Second-quarter earnings were tough, but show signs of improvement. Revenue was $36.6 million, up 65% sequentially on increased wind-turbine construction. Net loss reached $14.2 million, including a $4.6 million non-cash charge. The adjusted EBITDA loss was less than half of the first quarter's, checking in at $4 million. That's not exactly a blowout quarter, but it still looks much better than the start of the year.

The hope for coming quarters lies in Broadwind’s extremely low capacity utilization. In May, the company reported less than 40% capacity utilization in towers, gearing, and logistics.
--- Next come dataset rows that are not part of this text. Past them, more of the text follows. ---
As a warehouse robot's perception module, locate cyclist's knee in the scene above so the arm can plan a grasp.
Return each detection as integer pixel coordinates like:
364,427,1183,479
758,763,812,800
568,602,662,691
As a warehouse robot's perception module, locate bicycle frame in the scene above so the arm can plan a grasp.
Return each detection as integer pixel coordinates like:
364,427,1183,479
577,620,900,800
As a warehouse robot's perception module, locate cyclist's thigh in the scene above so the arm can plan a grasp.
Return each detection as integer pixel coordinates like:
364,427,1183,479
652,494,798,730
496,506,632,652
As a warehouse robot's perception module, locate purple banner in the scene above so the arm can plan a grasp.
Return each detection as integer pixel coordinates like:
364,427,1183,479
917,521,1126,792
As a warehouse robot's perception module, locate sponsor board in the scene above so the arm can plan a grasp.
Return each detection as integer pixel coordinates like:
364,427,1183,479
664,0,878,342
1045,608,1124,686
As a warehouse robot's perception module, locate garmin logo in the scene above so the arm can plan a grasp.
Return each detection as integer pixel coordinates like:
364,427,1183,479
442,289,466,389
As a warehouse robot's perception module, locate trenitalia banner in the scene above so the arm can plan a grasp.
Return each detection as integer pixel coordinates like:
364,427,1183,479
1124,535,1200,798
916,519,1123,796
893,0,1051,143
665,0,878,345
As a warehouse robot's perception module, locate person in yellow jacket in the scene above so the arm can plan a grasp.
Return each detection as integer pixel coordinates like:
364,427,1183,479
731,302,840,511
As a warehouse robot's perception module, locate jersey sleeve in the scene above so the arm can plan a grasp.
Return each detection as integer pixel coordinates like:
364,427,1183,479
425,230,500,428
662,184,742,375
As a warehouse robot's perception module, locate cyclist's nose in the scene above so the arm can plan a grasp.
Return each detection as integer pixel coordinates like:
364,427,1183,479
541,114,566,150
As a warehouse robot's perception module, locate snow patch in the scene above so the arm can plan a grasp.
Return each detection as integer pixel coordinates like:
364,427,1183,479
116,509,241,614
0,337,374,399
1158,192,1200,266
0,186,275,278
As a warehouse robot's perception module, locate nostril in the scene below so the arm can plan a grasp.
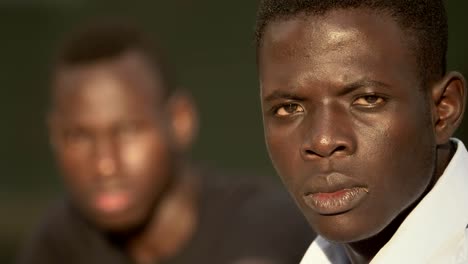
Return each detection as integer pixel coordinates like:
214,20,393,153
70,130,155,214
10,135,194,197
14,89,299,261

Although management said this improved throughout the quarter, it’s still below what investors should expect, and it leaves a lot of room for improvement.

We’ve been hearing about “hope for the second half” from Broadwind customers General Electric (NYSE: GE) and Vestas Wind Systems for a while now. Now it’s time for the industry to show us real progress. Last month, Vestas did sign a record 570 MW order, to be built under a power purchase agreement for Edison International (NYSE: EIX). If more signings like this push up demand in the second half of the year, maybe Broadwind can put some of its extra capacity to work.

I’m not getting too worked up over the wind industry's second-quarter numbers. It’s taken time to digest weaker credit markets and a changing energy landscape. Heck, even superstar American Superconductor (Nasdaq: AMSC) has seen slowing growth this year. I'll start getting concerned only if the promise for Q3 and Q4 doesn’t come true.